At the end of 1937, IBM revenues had increased by 48 percent over 1935 levels; by 1939, revenues were up 81 percent over 1935 levels.
IBM’s US workforce grew from 6268 in 1935 to more than 10,000 in 1941.
In late 1936, IBM estimated Social Security requirements had created an additional 20,000 prospects for equipment that would help employers track and create records mandated by the new law.
The start of Social Security payroll reporting in January 1937 required the issuance of Social Security numbers to 26 million American workers and the assignment of 3.5 million Employer Identification Numbers.
By 1960, there were 5000 computers in the United States, most of them made by IBM, whose annual revenues had ballooned to US$1.6 billion.
In 1935, IBM’s annual revenues increased from US$19 million to US$21 million; in the next year, revenues grew to US$25 million; and by 1937 they had grown to US$31 million. For the next 45 years, this growth continued unabated.
The total cost of Social Security investigations, research, planning and proposals to get the writing of the law underway was US$125,000.

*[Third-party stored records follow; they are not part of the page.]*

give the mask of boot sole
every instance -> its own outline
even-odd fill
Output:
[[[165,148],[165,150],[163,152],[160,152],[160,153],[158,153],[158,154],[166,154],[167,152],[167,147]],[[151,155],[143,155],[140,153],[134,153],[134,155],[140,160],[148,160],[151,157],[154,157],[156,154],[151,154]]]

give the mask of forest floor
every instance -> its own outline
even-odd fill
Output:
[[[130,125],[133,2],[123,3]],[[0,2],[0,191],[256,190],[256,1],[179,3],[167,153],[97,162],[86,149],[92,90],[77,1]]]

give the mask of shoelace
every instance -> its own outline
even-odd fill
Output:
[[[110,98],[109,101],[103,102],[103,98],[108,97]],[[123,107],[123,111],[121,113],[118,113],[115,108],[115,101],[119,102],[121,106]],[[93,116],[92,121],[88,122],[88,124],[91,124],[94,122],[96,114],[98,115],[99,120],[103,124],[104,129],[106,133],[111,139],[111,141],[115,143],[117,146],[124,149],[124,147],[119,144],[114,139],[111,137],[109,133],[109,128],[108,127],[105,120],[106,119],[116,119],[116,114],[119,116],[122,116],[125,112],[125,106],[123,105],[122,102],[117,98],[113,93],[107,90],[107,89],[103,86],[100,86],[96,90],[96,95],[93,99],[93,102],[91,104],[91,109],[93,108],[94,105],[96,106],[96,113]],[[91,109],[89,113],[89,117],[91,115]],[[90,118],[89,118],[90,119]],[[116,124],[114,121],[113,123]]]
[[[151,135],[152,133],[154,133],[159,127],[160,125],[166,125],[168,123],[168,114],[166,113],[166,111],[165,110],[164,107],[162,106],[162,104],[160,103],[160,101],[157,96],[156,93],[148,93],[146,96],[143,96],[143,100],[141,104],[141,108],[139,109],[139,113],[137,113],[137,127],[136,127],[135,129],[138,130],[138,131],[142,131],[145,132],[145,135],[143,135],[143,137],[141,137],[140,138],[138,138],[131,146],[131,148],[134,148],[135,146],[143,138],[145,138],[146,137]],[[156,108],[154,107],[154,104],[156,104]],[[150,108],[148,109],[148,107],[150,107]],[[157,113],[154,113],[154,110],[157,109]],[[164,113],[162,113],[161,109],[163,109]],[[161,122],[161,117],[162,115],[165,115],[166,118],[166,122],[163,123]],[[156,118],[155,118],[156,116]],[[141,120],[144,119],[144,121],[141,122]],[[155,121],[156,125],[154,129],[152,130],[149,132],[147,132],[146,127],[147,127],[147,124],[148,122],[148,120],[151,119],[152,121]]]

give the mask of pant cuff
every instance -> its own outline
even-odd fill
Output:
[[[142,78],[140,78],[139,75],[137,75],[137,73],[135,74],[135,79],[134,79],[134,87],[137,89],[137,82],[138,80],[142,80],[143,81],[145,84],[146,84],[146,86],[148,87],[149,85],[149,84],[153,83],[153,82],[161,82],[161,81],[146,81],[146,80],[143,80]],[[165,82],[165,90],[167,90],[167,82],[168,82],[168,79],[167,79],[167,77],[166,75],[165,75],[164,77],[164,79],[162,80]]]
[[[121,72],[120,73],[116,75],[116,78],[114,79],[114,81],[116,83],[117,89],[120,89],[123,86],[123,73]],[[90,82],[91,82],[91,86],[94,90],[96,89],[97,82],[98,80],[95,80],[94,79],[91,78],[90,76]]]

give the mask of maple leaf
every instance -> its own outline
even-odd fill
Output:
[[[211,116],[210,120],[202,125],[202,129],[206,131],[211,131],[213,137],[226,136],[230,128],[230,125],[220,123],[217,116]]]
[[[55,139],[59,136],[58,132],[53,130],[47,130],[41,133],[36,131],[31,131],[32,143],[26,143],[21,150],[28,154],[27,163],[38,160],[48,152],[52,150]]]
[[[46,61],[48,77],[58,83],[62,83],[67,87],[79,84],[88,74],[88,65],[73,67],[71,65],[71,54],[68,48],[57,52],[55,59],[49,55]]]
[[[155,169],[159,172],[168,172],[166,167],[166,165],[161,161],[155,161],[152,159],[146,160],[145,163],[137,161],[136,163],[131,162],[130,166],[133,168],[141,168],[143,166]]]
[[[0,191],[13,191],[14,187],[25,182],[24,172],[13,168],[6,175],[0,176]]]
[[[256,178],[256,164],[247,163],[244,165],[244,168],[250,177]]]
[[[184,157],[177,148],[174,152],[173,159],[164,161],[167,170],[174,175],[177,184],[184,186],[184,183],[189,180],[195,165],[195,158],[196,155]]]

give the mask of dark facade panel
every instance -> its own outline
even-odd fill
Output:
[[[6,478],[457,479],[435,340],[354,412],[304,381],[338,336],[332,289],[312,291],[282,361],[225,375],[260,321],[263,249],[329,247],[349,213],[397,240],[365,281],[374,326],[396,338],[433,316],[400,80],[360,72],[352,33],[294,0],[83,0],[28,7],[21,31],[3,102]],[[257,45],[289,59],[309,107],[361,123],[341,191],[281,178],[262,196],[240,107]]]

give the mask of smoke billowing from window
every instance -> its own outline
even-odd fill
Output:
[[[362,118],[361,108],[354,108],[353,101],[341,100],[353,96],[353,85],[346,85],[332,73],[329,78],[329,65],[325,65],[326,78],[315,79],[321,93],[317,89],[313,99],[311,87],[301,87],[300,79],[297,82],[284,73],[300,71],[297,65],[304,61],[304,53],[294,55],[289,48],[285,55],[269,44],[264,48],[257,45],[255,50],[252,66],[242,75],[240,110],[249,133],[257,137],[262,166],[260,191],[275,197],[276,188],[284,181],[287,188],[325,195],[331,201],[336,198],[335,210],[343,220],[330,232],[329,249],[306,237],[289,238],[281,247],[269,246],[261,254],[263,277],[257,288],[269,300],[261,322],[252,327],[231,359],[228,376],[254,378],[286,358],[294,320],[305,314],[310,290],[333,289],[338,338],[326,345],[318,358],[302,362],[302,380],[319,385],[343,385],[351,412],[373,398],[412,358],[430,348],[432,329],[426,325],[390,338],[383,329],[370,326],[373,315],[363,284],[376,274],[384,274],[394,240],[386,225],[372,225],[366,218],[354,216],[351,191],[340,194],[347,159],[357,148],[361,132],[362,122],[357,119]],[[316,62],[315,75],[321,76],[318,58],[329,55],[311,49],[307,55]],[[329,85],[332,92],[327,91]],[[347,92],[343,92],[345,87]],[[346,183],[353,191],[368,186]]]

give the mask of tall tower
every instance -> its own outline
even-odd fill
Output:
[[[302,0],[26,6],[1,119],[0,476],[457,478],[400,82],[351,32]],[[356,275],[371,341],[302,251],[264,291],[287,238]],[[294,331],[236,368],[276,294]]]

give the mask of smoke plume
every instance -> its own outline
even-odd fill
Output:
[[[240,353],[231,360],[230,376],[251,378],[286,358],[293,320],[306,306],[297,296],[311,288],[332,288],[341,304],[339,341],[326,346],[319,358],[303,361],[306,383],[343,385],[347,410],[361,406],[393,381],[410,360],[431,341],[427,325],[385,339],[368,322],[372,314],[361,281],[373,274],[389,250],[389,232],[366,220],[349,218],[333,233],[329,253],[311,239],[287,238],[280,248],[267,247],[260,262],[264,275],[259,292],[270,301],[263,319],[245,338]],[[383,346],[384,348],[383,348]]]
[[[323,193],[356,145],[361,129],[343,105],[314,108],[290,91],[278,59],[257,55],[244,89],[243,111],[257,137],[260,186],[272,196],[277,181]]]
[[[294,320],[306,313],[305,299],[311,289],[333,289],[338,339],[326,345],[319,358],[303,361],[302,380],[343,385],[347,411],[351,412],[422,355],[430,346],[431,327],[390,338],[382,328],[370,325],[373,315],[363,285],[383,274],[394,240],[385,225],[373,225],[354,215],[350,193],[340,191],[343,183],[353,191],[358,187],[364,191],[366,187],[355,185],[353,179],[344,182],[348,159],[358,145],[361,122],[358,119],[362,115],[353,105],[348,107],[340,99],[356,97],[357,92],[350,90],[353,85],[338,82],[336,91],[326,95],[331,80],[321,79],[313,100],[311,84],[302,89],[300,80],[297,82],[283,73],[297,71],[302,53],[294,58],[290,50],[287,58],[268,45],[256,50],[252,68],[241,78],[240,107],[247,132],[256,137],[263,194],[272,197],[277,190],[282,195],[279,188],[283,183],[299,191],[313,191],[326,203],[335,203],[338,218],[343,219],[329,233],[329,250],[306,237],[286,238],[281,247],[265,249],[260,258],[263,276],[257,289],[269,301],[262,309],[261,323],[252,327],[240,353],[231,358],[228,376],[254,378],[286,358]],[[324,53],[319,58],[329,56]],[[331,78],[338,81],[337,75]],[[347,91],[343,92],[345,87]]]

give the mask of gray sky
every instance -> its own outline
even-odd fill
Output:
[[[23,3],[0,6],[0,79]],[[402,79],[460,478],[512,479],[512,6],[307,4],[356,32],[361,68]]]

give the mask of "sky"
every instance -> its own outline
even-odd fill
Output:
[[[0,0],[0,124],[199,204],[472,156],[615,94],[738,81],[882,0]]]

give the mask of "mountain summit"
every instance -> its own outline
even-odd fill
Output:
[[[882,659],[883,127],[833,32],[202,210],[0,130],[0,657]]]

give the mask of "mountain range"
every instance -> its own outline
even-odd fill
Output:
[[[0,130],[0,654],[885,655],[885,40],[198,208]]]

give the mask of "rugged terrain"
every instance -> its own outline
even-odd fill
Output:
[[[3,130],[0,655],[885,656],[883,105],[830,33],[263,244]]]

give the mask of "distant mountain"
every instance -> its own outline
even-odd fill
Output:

The IBM 077 Collator was created expressly for the new Social Security program, and subsequent improvements over the next 15 years, such as the IBM 604 Electronic Calculator, cut the cost of handling data at Social Security by 50 percent.
The Social Security Administration occupied Baltimore’s Candler Building for 24 years. The old soft drink bottling plant was one of few structures capable of supporting the massive weight from the number of IBM machines required for the job.